New Community Resource Vets Key Threats, Catalogs Analysis of 5 Million Packages Across Open Source Repositories Including NPM, PyPi and Ruby Gems; Contributes Findings to OpenSSF Malicious Packages Project
ReversingLabs (RL), the trusted name in file and software security, today introduced Spectra Assure Community, the largest, free community resource that makes it easy for software producers to quickly vet open source software packages by providing a comprehensive risk analysis. Leveraging RL’s award-winning Spectra Assure software supply chain security solution, Spectra Assure Community enables developers, repository managers, and engineering teams, among others, to check more than 5 million code packages from open source repositories for malicious code, code tampering, suspicious behaviors, known vulnerabilities, license compliance issues, exposed secrets, and overall package health.

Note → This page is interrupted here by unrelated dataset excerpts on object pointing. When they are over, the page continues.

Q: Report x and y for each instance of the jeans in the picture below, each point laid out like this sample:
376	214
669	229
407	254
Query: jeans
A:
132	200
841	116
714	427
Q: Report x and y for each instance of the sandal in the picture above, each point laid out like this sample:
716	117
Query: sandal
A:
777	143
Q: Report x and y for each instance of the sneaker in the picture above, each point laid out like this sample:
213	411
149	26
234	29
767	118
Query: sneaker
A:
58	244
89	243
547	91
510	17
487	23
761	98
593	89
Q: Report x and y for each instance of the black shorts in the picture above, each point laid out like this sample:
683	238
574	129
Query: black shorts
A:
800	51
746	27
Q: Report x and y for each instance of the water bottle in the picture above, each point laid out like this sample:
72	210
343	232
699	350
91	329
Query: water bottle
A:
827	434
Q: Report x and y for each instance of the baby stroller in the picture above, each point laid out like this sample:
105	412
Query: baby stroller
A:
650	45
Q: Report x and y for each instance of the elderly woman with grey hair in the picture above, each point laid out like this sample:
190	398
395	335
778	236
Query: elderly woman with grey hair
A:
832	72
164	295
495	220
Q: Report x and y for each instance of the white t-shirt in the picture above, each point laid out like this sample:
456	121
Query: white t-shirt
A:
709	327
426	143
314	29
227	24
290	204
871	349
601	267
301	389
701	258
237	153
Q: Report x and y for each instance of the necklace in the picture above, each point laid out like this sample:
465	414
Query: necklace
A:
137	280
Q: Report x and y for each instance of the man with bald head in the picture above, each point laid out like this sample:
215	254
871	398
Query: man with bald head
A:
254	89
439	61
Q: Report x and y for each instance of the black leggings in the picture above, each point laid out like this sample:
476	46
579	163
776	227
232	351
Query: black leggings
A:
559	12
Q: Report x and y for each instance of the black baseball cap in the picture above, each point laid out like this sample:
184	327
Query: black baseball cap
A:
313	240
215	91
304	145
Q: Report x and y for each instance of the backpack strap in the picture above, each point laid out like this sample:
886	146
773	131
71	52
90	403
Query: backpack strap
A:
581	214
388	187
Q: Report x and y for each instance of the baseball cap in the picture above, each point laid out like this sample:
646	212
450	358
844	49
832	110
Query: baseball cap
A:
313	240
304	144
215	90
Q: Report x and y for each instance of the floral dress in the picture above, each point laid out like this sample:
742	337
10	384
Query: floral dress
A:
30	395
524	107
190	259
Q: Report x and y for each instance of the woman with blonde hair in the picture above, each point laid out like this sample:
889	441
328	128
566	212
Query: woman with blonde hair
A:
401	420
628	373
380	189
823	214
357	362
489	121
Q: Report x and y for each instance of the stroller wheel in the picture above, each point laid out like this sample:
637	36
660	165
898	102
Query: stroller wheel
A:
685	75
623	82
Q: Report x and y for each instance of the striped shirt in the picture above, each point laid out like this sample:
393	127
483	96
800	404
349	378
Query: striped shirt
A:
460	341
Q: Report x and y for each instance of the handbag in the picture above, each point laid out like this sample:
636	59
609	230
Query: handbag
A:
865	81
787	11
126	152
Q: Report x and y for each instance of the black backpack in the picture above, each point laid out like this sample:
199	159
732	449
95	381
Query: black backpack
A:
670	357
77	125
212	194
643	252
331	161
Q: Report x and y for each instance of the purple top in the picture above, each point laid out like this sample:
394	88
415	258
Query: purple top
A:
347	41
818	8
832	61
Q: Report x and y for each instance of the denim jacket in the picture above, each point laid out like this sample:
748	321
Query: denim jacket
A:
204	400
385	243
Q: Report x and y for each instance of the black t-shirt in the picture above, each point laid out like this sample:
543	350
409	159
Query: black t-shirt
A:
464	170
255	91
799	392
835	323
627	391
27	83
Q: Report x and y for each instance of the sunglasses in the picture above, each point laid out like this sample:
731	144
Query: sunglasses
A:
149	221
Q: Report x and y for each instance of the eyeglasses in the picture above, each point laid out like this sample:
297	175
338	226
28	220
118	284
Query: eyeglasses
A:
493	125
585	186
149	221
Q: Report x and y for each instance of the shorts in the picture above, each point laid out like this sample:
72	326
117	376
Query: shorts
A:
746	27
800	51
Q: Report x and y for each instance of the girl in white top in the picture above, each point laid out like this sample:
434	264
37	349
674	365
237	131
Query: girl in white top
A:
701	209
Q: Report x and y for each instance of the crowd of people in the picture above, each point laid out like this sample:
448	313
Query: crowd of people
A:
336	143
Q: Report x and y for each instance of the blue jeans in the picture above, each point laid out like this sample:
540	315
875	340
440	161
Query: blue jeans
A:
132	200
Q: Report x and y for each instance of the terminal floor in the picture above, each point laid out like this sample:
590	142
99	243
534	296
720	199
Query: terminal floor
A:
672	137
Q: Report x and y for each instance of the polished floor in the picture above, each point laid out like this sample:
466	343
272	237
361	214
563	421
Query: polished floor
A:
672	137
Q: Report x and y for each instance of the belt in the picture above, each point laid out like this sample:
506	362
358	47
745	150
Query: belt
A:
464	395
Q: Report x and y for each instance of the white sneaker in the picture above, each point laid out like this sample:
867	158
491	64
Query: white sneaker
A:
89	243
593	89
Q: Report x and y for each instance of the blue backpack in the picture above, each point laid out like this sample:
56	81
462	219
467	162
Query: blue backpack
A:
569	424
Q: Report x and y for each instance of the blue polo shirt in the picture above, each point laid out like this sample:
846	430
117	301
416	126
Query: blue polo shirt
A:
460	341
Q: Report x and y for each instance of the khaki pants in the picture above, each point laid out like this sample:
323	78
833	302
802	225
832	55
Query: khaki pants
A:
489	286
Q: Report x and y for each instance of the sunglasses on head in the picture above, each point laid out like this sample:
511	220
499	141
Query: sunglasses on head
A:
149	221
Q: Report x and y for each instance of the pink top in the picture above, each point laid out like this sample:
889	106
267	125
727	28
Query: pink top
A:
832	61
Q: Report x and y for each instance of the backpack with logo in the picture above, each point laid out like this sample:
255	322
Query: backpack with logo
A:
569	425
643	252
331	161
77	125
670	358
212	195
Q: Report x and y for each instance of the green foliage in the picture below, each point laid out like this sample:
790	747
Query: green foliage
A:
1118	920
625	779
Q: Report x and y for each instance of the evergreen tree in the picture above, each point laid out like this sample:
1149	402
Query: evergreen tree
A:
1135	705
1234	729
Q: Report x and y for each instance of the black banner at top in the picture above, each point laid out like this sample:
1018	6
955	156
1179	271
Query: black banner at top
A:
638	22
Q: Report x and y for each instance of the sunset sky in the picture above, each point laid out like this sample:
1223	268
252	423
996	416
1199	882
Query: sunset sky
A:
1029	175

Malicious attacks on public open source repositories are now as pervasive as developers’ use of open source dependencies, making it increasingly difficult for software producers to implicitly trust the safety of every piece of code. RL marked an astounding 1,300% increase in malicious open source packages from 2020 to 2023, and an increase of 28% over 2022, when a little more than 8,700 malicious packages were detected. Additionally, the 2024 Verizon Data Breach Investigation Report reported a significant increase in software supply chain attacks. The report reinforced that developers have become a prime target for criminal and nation state sponsored actors and must be sure open source from repositories is free from malware.
Spectra Assure Community provides a free risk assessment for open source components from the most popular package repositories such as npm, PyPi, and RubyGems. It provides a comprehensive risk assessment for software packages, offering visibility into threats, security, and compliance issues. This community resource provides these unique insights of OSS packages with:
- Comprehensive analysis: Using Spectra Assure’s proprietary AI-driven complex binary analysis to analyze each component of a software binary for malicious code, tampering, or other risks or threats.
- Advanced threat detection: RL maintains the most complete and up-to-date corpus of malware in the world, which enables unique visibility and detection of emerging threats within OSS repositories.
- Standardized security assurance: The Spectra Assure Risk Assessment is presented in a normalized format for the selected package, allowing users to make a simple comparison.
Building with safe and secure components is foundational to stopping hackers and software supply chain attacks. Spectra Assure Community increases the build quality and security, saves time, and improves traceability to help any development organization deliver safe and on-time builds.
“We can no longer deny that software represents the largest under-addressed attack surface facing businesses today. The threats hiding among open source, proprietary, commercial and third-party code are leaving software producers and enterprise consumers at increasing risk,” said Tomislav Pericin, co-founder and chief software architect, ReversingLabs. “We are committed to helping developers make software safe for all with easily searchable, real-time threat intelligence data about software packages in open source repositories.”
Community Contribution
Today’s launch of Spectra Assure Community underscores RL’s enduring commitment to protect open source communities from threats hidden in the software supply chain. The RL Threat Research team has long helped to find malicious code in package repositories and work with administrators to facilitate removal, while regularly sharing threat intelligence. Recent RL research includes IAmReboot: Malicious NuGet packages exploit loophole in MSBuild integrations and VMConnect: Malicious PyPI packages imitate popular open source modules. RL will also contribute lists of these malicious packages to the OpenSSF Malicious Packages repository, the first open source system for collecting and publishing cross-ecosystem reports of malicious packages.
“ReversingLabs contributions to the OpenSSF Malicious Packages repository will allow us to grow the database and provide enriched data about malicious packages to researchers looking to identify trends and specific bad actors,” said Omkhar Arasaratnam, General Manager, Open SSF. “Their contributions will help to power a public database that aggregates reports of malicious packages discovered in open source repositories with the potential to stop malicious dependencies from moving through CI/CD pipelines, refine detection engines, scan for and prevent usage in environments, or accelerate incident response.”